I could go on as hometaper/cassette culture history is a fascination of mine but I felt a little Sanderson background was important. So… on to the new Philip Sanderson LP, his first album of new material since 2005_s Seal Pool Sounds CD. Hollow Gravity consists of 12 tracks and Sanderson employs an arsenal of gear, including Korg Montron, Yamaha CS-15, Circuit bent Casio PT-280, Long and Short Wave Radio, Guitar, Evans EchoPet EP-100m WBL 4014, NDA Plug-ins, Soundforum Synth, SoundEdit 16, and Sound Studio 3.

 

The album includes an intriguing variety of electronic, spaced out, and creatively tape manipulated concoctions. Among the highlights is Prefabrication, on which Sanderson lays down a strange electro guitar-ish/percussive pattern that reminded me of a track from Goblin's Suspiria soundtrack, and indeed the music has an intense sci-fi/horror flick vibe, and even develops an oddball rhythmic groove. The titles on the back of the LP include little descriptive blurbs, and Chance Operation is described as “For circuit bent piano and cut-up Cage”, featuring a sparse piano melody, eerie soundscapes, narrative voice samples, and other effects. Cut-ups… Chance Operation indeed.

 

Among the more whimsical fun-with-tape tracks is the jazz band tape manipulation of Tooting Broadway, mixing wild sounds and voice samples from some old advertising or educational recording on The Secret Of The Fountain, the captivating combination of angelic ambient waves and bleepy blurpy electronics on Low Flying Branches, the fun strange spaced out bouncy electro melody of Crystal Set, and the Residents Goosebumps toy instrument style of Pickle Pin.

 

We've also got some really cool and off-the-beaten-path space excursions.

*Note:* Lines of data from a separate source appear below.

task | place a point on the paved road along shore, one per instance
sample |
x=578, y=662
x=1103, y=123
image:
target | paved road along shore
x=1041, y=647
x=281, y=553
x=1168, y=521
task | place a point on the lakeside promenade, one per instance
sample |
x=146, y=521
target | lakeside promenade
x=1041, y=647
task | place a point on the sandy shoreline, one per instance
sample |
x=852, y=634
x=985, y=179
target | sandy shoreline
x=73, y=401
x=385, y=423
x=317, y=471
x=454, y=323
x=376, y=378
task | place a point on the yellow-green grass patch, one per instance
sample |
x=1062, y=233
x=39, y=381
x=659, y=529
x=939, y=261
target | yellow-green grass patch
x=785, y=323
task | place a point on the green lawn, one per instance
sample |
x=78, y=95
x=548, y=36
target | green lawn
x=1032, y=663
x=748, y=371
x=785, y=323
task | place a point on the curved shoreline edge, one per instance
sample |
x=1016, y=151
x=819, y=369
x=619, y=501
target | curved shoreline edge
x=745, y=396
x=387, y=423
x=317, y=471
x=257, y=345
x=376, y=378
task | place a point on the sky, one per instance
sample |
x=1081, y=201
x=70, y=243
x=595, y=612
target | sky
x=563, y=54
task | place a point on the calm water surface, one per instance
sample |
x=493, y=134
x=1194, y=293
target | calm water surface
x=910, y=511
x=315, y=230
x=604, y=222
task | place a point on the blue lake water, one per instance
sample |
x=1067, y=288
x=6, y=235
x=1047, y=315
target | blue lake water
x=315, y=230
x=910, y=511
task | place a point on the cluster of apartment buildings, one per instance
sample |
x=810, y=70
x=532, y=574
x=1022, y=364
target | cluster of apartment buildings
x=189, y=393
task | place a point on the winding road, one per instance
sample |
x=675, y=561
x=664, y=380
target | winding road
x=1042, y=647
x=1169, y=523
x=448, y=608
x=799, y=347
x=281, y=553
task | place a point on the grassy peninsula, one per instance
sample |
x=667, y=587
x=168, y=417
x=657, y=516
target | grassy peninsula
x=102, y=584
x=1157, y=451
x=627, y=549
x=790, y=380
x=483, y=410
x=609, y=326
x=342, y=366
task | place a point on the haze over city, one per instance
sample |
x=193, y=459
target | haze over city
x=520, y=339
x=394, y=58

Bodysnatcher is like early Tangerine Dream remixed to inject a melodramatic orchestral edge. Described as “A ballad for J.G. Ballard”, Hard Shoulder consists of spaced out soundscapes that starts off with a claustrophobic feel, but slowly adds layers until I felt like the sole passenger on a space station. And Spaghetti Tension has similarly spaced out soundscapes, but with more sound experimentation plus a strange and hypnotic sense of melody.

 

In summary, Hollow Gravity serves up a creative and often fun blend of electronics and sounds, all cleverly tape manipulated to create music covering of range of spaced out and experimental realms. Note that the LP has been released in an edition of only 100 copies and is pressed on 180-gram laser etched vinyl (which vinyl junkies will dig for sure).